Бегали, кричали полицейские и солдаты. Никто не понимал, в чем дело. Кто-то пустил слух, что мост закрыли.
— Побудьте здесь, я посмотрю, что там такое, — сказал парень. Он подошел к въезду на мост и сразу же побежал обратно, размахивая руками. — Тележки и тачки пропускают! — закричал он. — Только подводы и машины задерживают. — Подбежав, он взялся за поручни, вывернул тележку левее стоявшей колонны и, громыхая, устремился к мосту. Прежде чем остальные с тачками и детскими колясками сообразили, в чем дело, Дюрка уже шагал по мосту, Мари едва поспевала за ним. На тихой улице Ваци она прошла вперед и сочувственно посмотрела на парня.
— Устали, да?
— Дорога выдалась нелегкая, но на оставшиеся полчаса меня еще хватит. Вы знали того дворника?
— Конечно, знала.
— Хороший был человек?
— Очень даже, и красивый, такой скромный, хороший семьянин… — Мари подыскивала слова, чтобы обрисовать Лайоша Келемена, и закончила так: — Одним словом, замечательный человек.
Парень посмотрел на семенившую рядом с ним женщину.
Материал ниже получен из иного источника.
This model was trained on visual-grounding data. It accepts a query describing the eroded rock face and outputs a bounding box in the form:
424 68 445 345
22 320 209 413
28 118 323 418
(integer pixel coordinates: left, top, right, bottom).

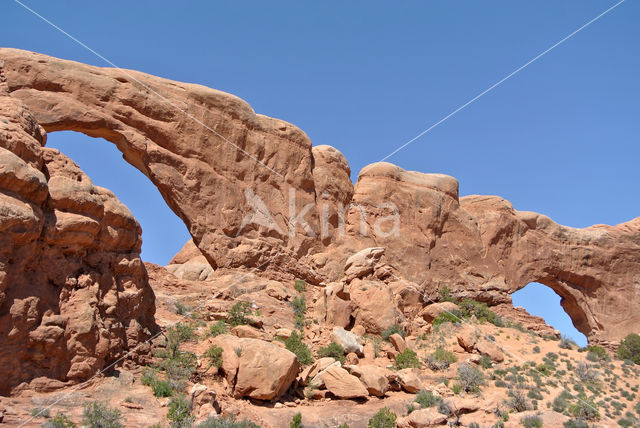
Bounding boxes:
0 49 640 343
0 77 155 394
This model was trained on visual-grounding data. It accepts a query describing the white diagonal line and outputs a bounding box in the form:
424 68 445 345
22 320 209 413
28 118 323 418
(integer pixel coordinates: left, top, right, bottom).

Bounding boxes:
14 0 284 179
380 0 626 162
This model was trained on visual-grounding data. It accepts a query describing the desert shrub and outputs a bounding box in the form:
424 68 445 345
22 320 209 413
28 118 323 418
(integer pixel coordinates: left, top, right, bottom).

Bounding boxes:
167 395 194 428
438 401 453 416
479 355 493 369
151 380 173 397
284 331 313 366
204 345 222 369
431 311 461 327
458 299 496 324
293 279 307 293
520 415 542 428
458 363 485 392
318 342 344 363
209 320 227 337
587 345 609 360
616 333 640 364
82 401 124 428
438 285 456 303
527 389 544 400
158 351 198 389
196 416 260 428
426 346 458 370
367 407 396 428
414 389 442 409
507 389 531 412
395 349 421 369
289 412 304 428
569 396 600 420
227 302 253 327
140 367 157 386
575 361 600 383
558 334 578 349
551 390 573 413
562 419 589 428
380 324 407 341
42 412 76 428
175 302 189 315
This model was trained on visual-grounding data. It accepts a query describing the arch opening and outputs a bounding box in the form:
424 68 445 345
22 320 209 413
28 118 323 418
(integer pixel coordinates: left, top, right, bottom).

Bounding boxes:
46 131 191 266
511 282 587 346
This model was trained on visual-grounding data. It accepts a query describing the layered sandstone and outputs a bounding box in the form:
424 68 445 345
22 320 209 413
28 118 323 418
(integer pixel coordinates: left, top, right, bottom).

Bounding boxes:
0 49 640 348
0 74 155 394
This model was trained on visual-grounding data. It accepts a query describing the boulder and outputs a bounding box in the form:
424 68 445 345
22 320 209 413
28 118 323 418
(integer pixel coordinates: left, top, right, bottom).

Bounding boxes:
396 369 424 393
212 334 300 400
456 324 478 352
476 340 504 363
420 302 460 322
345 365 389 397
331 327 364 355
398 407 447 428
322 366 369 399
389 333 407 353
231 325 267 340
349 279 401 334
344 247 384 282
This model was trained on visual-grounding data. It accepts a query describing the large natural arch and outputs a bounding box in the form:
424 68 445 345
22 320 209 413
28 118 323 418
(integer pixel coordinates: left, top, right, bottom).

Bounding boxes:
0 49 640 343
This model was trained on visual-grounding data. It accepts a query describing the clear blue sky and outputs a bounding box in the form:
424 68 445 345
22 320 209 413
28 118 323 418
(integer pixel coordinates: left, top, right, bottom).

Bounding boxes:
0 0 640 344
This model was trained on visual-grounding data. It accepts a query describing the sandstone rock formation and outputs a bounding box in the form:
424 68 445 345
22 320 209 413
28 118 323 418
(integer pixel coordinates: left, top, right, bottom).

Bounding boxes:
0 75 156 394
0 49 640 344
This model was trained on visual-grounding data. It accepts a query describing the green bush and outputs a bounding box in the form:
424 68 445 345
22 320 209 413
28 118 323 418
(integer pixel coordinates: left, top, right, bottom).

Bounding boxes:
82 401 124 428
520 415 542 428
380 324 407 341
395 349 421 370
431 311 462 327
507 389 531 412
426 346 458 370
318 342 345 363
616 333 640 364
140 367 157 386
558 334 578 349
569 396 600 420
151 380 173 397
458 299 496 324
367 407 396 428
284 331 313 366
414 389 442 409
227 302 253 327
167 395 194 428
209 320 227 337
438 285 456 303
458 363 485 392
42 412 76 428
289 412 304 428
562 419 589 428
196 416 260 428
480 355 493 370
293 279 307 293
204 345 222 369
587 345 609 361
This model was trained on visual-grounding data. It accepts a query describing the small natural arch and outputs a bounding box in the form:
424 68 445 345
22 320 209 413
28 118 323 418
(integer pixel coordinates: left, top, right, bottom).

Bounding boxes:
511 282 587 346
47 131 191 265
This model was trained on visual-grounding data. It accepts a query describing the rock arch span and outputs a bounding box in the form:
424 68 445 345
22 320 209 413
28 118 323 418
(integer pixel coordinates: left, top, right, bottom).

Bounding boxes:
0 49 640 343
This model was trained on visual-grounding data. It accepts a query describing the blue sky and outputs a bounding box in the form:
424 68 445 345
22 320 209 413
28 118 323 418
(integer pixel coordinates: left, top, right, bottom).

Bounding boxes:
0 0 640 344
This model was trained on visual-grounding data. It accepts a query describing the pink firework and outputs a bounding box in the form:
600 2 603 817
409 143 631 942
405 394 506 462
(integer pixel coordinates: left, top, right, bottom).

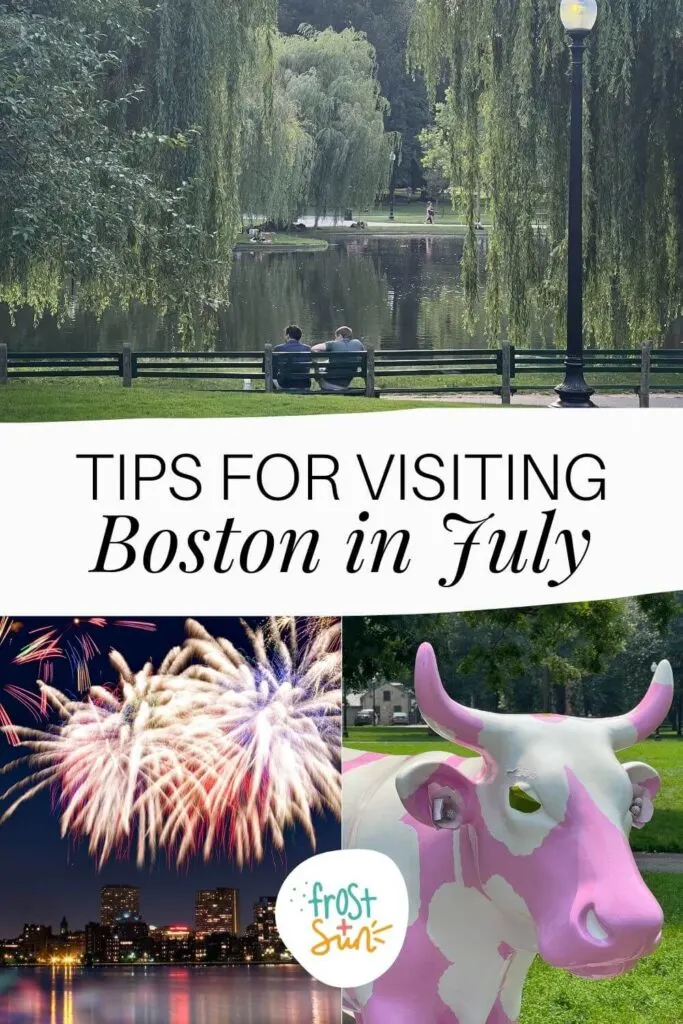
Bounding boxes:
15 615 157 693
0 618 341 864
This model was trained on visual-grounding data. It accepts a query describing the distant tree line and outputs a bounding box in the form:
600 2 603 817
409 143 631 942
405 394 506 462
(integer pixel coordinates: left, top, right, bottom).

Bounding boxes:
344 594 683 734
0 0 393 331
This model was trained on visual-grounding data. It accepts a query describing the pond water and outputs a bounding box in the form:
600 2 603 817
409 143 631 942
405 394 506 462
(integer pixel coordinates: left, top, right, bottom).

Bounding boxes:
0 965 341 1024
0 234 552 351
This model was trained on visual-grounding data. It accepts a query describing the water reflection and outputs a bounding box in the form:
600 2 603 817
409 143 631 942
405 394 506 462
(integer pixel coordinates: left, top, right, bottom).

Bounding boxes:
0 236 551 351
0 967 340 1024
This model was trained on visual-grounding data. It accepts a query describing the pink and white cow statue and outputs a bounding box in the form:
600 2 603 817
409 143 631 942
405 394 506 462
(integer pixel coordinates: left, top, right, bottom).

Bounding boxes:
343 644 674 1024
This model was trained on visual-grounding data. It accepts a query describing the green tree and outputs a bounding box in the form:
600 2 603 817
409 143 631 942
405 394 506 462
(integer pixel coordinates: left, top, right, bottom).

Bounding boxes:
0 0 275 325
279 0 429 187
278 27 391 217
411 0 683 346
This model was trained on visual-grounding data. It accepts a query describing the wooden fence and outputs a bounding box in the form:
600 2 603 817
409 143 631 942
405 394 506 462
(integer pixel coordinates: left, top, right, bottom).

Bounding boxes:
0 341 683 408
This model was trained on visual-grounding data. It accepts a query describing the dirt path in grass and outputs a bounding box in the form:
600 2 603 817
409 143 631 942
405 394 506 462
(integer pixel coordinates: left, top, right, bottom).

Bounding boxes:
636 853 683 874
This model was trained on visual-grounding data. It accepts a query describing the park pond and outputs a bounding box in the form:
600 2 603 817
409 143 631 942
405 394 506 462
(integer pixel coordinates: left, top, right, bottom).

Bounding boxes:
0 965 340 1024
0 232 552 352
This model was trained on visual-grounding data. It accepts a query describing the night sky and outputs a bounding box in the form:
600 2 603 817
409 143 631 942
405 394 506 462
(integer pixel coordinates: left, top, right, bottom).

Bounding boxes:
0 617 340 939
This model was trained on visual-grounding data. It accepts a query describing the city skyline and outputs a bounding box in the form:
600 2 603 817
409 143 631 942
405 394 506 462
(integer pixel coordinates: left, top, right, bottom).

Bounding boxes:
0 883 275 942
0 617 340 937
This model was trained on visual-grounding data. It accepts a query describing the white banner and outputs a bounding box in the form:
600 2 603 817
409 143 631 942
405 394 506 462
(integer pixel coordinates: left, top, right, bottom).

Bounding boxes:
0 399 683 616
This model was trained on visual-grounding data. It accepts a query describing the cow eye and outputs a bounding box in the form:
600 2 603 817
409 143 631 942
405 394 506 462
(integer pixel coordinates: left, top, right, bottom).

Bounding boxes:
508 785 541 814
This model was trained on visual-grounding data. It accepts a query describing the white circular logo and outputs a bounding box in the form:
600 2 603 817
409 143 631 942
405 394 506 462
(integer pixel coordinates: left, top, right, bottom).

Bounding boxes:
275 850 408 988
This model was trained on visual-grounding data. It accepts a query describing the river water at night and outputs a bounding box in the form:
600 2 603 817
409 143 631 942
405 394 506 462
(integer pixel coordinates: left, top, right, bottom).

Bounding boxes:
0 965 341 1024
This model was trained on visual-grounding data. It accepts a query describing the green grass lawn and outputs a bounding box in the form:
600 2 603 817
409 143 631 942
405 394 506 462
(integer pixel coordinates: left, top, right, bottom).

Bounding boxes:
344 726 683 856
233 231 329 252
519 872 683 1024
344 873 683 1024
0 377 491 423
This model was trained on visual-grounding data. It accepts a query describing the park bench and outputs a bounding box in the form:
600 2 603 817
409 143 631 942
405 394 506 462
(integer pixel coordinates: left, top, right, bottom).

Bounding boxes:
263 345 376 397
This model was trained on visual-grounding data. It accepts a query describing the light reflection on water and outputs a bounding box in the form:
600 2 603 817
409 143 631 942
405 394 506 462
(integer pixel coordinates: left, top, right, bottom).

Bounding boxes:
0 966 341 1024
0 236 550 352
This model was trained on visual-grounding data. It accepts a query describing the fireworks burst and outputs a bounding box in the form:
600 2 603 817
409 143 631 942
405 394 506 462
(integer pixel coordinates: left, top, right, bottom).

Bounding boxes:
0 618 341 865
0 615 44 746
15 616 157 693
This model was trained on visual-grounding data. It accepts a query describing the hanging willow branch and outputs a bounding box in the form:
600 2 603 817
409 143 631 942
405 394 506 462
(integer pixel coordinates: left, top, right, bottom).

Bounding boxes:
410 0 683 347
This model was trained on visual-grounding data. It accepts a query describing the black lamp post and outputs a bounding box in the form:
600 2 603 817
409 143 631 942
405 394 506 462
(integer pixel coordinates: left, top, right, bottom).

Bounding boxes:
553 0 598 409
389 153 396 220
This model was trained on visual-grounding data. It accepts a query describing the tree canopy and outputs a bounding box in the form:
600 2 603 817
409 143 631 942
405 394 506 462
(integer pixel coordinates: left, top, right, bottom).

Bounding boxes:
0 0 275 323
344 594 683 729
411 0 683 347
278 0 429 187
278 27 390 217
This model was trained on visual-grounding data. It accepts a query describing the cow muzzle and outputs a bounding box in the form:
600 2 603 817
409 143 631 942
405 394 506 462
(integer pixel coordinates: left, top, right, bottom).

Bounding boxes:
540 892 664 979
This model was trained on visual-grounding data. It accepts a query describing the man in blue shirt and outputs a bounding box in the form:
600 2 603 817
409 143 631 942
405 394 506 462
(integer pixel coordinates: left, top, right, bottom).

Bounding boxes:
272 324 310 391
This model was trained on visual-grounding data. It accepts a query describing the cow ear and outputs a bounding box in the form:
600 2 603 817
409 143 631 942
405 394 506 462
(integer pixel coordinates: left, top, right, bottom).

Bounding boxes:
622 761 661 800
623 761 661 828
396 758 475 828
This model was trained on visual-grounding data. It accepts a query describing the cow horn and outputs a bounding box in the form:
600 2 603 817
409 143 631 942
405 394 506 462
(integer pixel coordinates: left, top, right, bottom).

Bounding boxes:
605 662 674 751
415 643 498 753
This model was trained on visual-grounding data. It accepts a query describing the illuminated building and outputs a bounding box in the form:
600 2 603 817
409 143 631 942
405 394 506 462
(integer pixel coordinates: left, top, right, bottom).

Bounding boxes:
150 925 195 964
85 921 112 964
253 896 280 946
195 889 240 936
106 910 150 964
99 886 140 928
22 925 52 956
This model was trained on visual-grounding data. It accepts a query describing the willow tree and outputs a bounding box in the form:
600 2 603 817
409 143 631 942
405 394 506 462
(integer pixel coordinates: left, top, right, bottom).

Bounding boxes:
240 46 314 228
278 28 392 217
0 0 275 323
411 0 683 346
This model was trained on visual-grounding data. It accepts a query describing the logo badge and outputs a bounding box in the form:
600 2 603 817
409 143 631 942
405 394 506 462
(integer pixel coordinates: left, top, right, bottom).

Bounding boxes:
275 850 408 988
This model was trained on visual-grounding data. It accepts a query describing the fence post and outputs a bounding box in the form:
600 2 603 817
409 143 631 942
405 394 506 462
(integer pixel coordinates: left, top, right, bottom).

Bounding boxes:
638 341 652 409
501 341 512 406
366 348 379 398
263 345 274 394
121 341 133 387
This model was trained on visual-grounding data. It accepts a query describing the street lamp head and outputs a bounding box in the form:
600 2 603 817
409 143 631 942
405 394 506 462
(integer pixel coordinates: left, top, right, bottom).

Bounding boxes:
560 0 598 35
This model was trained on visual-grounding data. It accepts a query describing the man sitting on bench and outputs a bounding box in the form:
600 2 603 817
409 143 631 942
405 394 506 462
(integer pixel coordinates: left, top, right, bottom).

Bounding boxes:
272 324 310 391
311 327 366 391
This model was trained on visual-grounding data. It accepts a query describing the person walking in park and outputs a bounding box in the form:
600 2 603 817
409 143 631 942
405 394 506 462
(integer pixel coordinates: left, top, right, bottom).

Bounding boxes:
272 324 310 391
311 327 366 391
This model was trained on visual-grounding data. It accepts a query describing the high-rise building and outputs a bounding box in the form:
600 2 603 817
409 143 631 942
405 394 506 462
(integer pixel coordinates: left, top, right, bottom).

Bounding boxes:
22 925 52 956
99 886 140 928
253 896 280 946
108 910 150 964
195 889 240 936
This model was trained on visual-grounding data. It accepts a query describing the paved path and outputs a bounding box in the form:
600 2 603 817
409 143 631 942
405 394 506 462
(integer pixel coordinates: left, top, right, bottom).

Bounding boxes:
382 391 683 409
636 853 683 874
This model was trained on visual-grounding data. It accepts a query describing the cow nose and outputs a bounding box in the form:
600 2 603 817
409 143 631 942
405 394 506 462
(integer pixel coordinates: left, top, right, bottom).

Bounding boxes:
582 905 609 942
580 897 664 954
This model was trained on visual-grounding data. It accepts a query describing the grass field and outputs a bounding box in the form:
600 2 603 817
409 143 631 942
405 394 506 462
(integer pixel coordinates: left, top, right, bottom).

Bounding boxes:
344 726 683 856
0 377 479 423
344 873 683 1024
0 374 655 423
519 872 683 1024
233 231 329 252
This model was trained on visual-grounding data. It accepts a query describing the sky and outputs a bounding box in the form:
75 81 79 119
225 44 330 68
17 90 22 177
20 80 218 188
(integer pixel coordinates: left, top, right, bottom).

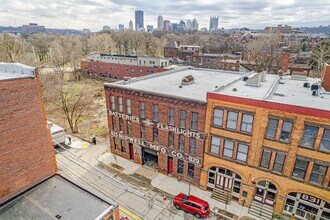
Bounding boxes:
0 0 330 31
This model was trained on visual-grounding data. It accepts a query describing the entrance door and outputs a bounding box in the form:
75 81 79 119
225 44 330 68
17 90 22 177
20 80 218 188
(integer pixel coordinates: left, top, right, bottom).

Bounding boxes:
254 181 277 206
128 143 134 160
167 157 173 174
215 175 233 192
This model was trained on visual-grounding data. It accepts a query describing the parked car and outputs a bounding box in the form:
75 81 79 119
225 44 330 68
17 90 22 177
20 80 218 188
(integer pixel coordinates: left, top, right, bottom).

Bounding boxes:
173 193 210 218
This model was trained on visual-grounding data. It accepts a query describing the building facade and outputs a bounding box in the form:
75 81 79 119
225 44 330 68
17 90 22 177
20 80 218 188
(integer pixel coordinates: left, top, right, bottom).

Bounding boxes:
81 54 171 79
201 71 330 220
135 11 144 31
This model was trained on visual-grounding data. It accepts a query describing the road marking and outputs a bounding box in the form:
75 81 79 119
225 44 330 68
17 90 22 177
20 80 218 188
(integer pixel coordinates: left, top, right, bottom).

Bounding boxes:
119 207 141 220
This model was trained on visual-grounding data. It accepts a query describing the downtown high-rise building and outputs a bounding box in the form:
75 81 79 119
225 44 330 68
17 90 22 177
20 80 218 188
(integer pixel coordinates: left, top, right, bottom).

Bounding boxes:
135 11 144 31
128 20 133 31
157 15 164 30
210 16 219 31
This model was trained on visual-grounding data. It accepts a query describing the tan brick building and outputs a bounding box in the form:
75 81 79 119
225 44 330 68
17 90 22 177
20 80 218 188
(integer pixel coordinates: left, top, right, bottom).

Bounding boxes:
200 71 330 220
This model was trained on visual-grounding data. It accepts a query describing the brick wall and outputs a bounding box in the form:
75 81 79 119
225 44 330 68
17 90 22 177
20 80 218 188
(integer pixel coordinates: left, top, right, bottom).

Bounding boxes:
105 87 206 184
0 73 57 202
80 61 167 79
201 94 330 213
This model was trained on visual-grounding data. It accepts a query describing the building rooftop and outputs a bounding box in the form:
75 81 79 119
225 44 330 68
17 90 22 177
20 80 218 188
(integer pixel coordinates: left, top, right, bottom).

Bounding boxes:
217 74 330 110
0 63 35 81
0 175 117 219
105 67 247 102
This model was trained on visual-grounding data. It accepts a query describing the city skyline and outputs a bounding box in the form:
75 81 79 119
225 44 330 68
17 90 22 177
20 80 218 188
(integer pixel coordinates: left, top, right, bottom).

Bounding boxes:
0 0 330 31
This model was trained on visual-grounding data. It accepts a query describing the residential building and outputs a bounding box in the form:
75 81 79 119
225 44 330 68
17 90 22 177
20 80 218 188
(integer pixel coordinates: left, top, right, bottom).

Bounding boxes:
104 68 249 185
81 54 171 79
128 20 134 31
209 16 219 31
157 15 164 30
0 63 119 220
135 11 144 31
147 25 154 33
118 24 125 31
200 68 330 220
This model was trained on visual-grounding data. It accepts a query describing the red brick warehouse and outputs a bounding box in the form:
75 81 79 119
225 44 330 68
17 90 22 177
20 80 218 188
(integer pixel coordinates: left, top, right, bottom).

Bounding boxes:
105 68 249 185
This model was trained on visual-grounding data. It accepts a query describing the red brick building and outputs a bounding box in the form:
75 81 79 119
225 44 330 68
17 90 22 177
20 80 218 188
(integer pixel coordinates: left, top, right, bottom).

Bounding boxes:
0 63 57 203
105 68 248 185
80 54 171 79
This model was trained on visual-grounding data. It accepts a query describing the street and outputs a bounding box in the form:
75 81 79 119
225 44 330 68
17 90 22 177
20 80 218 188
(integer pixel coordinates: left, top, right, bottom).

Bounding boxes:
55 140 206 219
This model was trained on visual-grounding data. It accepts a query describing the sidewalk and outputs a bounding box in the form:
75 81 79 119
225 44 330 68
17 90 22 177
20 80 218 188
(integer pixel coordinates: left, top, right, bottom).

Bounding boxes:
98 152 257 219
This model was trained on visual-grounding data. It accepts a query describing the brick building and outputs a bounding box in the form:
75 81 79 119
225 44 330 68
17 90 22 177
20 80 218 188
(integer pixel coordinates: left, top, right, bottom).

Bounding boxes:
80 54 171 79
105 68 248 185
200 70 330 220
0 63 119 220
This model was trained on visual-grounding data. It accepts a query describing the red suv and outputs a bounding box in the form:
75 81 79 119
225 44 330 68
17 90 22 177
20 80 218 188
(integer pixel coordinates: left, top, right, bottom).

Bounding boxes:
173 193 210 218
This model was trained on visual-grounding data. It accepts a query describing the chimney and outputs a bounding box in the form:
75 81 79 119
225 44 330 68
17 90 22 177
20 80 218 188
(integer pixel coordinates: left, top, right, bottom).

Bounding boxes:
282 49 291 72
321 63 330 92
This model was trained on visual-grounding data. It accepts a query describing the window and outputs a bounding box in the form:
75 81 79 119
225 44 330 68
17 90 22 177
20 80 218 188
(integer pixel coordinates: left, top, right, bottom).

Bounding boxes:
188 163 195 179
300 125 319 148
141 124 146 139
191 112 198 131
266 118 278 139
111 116 117 131
320 129 330 152
152 105 158 122
168 108 174 125
120 140 126 154
140 102 146 119
236 143 249 162
110 96 116 110
153 128 158 143
223 140 234 158
127 121 132 135
213 109 223 127
189 138 196 154
119 118 124 131
126 99 132 115
292 159 309 179
168 132 174 148
179 134 185 151
273 152 285 173
113 138 118 150
309 163 327 185
180 110 186 128
226 111 238 130
260 150 272 169
210 135 221 155
241 114 253 133
118 97 123 112
280 121 293 142
177 159 184 175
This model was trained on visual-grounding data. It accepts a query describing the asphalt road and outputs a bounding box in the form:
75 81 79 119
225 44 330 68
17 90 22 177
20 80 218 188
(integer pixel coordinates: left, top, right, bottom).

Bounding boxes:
55 140 201 219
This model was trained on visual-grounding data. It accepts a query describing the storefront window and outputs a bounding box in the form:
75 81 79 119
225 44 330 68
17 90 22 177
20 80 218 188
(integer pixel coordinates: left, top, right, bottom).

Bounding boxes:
226 111 238 130
188 163 195 179
241 114 253 133
210 135 220 155
300 125 319 148
280 121 293 142
213 109 223 127
266 118 278 139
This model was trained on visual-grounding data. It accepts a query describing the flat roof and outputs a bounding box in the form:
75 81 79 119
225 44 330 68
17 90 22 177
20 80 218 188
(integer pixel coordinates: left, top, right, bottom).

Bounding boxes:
105 67 247 102
0 175 117 219
0 63 35 81
217 74 330 111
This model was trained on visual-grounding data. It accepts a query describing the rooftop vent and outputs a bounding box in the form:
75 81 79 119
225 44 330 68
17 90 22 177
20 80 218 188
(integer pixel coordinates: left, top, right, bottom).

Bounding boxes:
181 75 195 85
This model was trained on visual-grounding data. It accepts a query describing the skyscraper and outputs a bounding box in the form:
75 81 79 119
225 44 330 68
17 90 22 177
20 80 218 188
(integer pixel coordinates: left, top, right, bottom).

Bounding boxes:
157 15 164 30
128 20 133 31
210 16 219 31
135 11 144 31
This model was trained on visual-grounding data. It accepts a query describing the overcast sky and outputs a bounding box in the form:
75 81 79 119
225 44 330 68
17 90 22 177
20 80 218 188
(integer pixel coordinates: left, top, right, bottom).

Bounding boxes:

— Охотно верю вам, хотя вас не так просто понять. Вам все люди кажутся замечательными… Да, жаль Йолан, но, кажется, она уже понемногу приходит в себя.
— Старается крепиться, виду не показывать, но ей очень больно.
— Я не о том. Как вы думаете, все ли жены ждут своих мужей и все ли люди вернутся из концлагерей? — Он опять посмотрел на Мари и поспешно добавил: — Вы не проголодались? Надеюсь, дома найдется чего-нибудь поесть. Да, а что слышно о баронессе? Не собирается ли она снова сюда?
— Откуда я знаю.
Мари вздохнула. Они молча приближались к улице Надор. Наступали сумерки первого дня весны.